The authors made all reasonable attempts to ensure the research is robust. A limitation of the Delphi study was the selection of Round one contributors, namely the EM registrars. It could be argued that enlisting registrars to provide undergraduate competencies is problematic. However, the authors believed that EM registrars are ideally positioned to contribute, as the study focused on clinical skills competencies for acutely ill patients, an area of interest for this cohort. Additionally, all EM registrars in South Africa have completed internships and community service, providing them with relevant experience in managing acutely ill patients.
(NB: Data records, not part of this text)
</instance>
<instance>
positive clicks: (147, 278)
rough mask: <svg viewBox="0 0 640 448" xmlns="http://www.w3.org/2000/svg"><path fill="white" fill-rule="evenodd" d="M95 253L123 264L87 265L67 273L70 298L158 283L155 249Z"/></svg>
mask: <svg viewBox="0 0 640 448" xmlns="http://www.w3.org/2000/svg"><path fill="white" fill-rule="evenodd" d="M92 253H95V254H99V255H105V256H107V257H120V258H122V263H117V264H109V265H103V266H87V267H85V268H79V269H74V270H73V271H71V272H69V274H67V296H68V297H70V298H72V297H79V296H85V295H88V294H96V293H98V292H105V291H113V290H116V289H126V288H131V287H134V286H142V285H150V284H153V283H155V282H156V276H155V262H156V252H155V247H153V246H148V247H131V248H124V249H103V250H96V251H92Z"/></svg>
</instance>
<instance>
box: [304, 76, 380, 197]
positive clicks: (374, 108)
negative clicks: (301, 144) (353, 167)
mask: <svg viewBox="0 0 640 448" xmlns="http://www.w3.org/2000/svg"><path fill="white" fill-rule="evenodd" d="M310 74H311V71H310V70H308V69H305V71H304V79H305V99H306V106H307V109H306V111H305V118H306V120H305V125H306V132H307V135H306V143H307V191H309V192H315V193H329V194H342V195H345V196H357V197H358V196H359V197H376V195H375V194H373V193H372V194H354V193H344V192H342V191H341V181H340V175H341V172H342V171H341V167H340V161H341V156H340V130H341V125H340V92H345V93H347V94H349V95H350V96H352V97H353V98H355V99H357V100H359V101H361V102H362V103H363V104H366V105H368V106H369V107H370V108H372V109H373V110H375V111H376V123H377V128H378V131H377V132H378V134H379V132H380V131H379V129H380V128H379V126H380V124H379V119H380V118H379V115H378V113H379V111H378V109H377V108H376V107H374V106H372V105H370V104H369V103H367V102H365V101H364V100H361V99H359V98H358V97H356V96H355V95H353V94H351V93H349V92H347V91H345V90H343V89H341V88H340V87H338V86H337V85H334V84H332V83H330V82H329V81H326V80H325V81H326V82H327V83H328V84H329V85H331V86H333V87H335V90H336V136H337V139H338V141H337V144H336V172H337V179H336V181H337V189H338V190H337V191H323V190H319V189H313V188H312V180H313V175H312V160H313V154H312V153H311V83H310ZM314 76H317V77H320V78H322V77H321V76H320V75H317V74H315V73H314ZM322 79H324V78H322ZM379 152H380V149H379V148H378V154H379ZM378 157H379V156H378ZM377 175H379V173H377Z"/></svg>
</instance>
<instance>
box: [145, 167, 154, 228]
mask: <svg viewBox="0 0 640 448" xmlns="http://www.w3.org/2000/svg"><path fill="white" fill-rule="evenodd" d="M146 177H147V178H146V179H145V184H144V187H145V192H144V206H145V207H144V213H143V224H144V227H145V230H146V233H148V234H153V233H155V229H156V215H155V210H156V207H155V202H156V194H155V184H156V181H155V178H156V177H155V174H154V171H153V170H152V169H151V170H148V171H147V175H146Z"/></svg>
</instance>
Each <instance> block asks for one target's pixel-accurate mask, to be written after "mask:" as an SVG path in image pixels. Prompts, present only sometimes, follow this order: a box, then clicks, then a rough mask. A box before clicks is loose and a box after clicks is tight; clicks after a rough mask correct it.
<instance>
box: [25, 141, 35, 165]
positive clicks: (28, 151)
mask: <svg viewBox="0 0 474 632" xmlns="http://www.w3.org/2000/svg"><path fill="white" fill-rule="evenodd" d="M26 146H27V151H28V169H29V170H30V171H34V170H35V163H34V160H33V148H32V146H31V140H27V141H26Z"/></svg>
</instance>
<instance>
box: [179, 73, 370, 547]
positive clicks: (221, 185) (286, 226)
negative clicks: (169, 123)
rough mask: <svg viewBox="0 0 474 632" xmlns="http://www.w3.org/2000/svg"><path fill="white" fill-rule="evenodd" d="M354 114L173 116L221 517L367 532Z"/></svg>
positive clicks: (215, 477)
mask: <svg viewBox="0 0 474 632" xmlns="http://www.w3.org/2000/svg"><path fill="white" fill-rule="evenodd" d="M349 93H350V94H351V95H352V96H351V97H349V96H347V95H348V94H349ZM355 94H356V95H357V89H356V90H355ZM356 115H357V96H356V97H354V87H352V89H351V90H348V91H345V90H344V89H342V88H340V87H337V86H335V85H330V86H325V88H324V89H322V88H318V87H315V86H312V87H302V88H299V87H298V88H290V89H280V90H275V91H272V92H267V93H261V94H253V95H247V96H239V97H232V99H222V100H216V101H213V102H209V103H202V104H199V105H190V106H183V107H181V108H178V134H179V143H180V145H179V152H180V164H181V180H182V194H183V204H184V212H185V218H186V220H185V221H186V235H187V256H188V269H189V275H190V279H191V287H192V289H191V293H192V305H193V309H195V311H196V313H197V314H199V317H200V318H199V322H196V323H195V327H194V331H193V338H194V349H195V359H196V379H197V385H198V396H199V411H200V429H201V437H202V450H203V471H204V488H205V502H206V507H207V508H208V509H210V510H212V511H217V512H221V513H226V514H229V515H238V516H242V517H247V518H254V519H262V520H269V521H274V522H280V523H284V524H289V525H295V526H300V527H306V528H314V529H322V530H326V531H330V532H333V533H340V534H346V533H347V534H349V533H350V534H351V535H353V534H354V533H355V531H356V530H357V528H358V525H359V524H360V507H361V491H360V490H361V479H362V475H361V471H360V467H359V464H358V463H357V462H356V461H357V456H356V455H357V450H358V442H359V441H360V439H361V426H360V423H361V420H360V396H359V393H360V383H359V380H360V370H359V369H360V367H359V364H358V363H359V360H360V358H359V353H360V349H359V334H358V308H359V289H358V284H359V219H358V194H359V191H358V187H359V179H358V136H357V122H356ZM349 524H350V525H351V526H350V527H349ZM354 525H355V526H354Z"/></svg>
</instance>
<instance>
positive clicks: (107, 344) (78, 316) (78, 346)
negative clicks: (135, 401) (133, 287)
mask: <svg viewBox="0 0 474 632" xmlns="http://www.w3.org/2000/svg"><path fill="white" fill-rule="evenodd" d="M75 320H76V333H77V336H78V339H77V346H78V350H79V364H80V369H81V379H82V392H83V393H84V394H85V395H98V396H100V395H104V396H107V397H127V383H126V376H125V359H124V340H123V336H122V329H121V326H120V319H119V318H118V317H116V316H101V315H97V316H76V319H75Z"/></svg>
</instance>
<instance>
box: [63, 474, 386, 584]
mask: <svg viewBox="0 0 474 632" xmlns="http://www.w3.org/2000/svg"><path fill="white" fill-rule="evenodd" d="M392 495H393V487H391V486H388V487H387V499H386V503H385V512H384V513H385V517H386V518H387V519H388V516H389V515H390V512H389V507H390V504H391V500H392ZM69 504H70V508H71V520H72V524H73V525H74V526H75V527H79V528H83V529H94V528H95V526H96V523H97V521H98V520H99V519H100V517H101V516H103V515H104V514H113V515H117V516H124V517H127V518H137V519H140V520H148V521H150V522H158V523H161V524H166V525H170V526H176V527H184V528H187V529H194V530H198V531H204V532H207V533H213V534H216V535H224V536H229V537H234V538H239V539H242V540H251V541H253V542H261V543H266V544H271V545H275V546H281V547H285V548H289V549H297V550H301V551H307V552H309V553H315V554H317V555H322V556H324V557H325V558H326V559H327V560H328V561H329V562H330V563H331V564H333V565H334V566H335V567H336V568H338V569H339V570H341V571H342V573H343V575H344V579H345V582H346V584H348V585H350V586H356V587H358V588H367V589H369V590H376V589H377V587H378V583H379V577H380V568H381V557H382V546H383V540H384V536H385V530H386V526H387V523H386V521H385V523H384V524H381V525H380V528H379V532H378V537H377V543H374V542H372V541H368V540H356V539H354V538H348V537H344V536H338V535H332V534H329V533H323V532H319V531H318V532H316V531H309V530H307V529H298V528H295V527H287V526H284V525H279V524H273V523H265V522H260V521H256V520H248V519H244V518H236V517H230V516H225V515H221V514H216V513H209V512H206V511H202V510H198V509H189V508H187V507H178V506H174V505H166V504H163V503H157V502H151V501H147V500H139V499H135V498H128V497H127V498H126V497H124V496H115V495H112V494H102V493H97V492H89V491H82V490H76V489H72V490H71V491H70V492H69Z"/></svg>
To mitigate the risk of inappropriate competencies, the authors emphasized during recruitment that the contributions were for an undergraduate curriculum. A multi-professional team of curriculum experts in Round two reviewed and rated the contributions based on consensus.

Authors' contribution

Authors contributed as follows to the conception or design of the work; the acquisition, analysis, or interpretation of data for the work; and drafting the work or revising it critically for important intellectual content: MJ 50%, NH 30%, DG 20%. All authors approved the version to be published and agreed to be accountable for all aspects of the work.

Dissemination of results

Results from this study was shared with participants of the research process and is available as part of an open access PhD thesis.

Declaration of competing interest

The authors declared no conflicts of interest.

Acknowledgements

The authors would like to acknowledge the National Research Foundation (NRF) for providing funding towards completing of the author (MJ) PhD thesis; the staff of the UCT Clinical Skills Centre, in particular Mr Fahmi Adams, who assisted with the logistics of this study; and the University of Cape Town Research Office for their continual support throughout this process.